I am four or five, riding the subway with my Dad, because he is still a couple of years away from owning his first used car—a 1953 or ’54 Chevy. I bounce on his shoulders, knees pressed against his ears. His hard-work hands circle my ankles as he paces along the platform. At that height, I am nearly eye level with the Chicklet vending machine. He digs two pennies from his pocket and I plunk them into the slot all by myself. The little yellow box with two Chicklets tumbles out and he lets me chew both.
Riding the merry-go-round at Hunting Park, I reach for the brass ring each time we go around. Daddy holds my waist so I stretch as far as I can, knowing he won’t let me fall. My arms are always too short.
I lay across his sturdy hands in the ocean, flapping my arms and kicking my legs, learning how to float. Later, he pushes the blue canvas stroller I am at least a year too old for, and trots from one end of the boardwalk to the other.
I climb to the very top of the monkey bars at the playground willing myself to strap my legs over the bar and hang upside down. Daddy watches from below. He never seems disappointed that not once am I brave enough to lock my knees, trust my legs, and let go.
At my Girl Scout meeting, the leader needs volunteer drivers for our next outing. Dad owns the Chevy by then and I know without having to ask him that he will say yes. I proudly raise my hand.
We are in the living room. It is sometime after the brain surgery that made it hard for him to talk. He scrunches his eyes, gestures with him arms. He struggles to squeeze out words that I do not understand. Finally, I figure out he wants to know how I’m getting to Girl Scout camp. I tell him my uncle, his brother, will drive me and a smile spreads across his face. He will never walk, or talk, or drive again, but inside, he is still my Dad.
The Father’s Day right after that would be our last. I was twelve when he died and Father’s Day has always been hard for me. Most years, I just try to ignore it.

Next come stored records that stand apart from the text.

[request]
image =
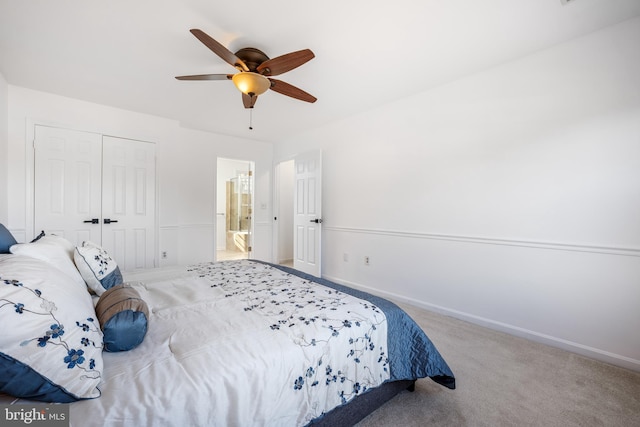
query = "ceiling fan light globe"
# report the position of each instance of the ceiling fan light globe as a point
(251, 83)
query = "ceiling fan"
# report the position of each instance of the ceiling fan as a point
(256, 70)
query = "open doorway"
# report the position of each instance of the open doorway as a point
(234, 209)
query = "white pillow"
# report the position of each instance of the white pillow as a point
(97, 268)
(55, 250)
(51, 342)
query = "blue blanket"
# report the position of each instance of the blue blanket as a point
(412, 355)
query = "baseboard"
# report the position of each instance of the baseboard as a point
(591, 352)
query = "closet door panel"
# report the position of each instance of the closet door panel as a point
(67, 189)
(128, 204)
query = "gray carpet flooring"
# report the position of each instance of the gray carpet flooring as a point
(504, 380)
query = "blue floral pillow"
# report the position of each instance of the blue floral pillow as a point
(96, 267)
(51, 343)
(6, 240)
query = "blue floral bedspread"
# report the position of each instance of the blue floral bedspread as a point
(252, 344)
(412, 355)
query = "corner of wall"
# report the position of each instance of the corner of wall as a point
(4, 148)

There’s a line in my novel, CAPE MAYBE, where the narrator, Katie says, “I don’t remember my father, but I miss him as if I do.” Unlike Katie, I did get to know and remember my Dad. He was burly, consistent, and dependable, a mystifying balance of gregarious and reserved. Because he died when I was so young, all of my memories of him are tinged with childlike awe. I wish my adult self could have known him, even if that means I would have learned he had some flaws.
You hear people say, “A day doesn’t go by that I don’t miss him.” The truth is, I don’t think about or long for my dad every day. But even after 50 years, there are many days when the ache of missing him is so raw, it still feels new.
A friend who also misses having her dad in her life referred to him as the one who got away. That really struck a chord with me. Does it resonate with you too?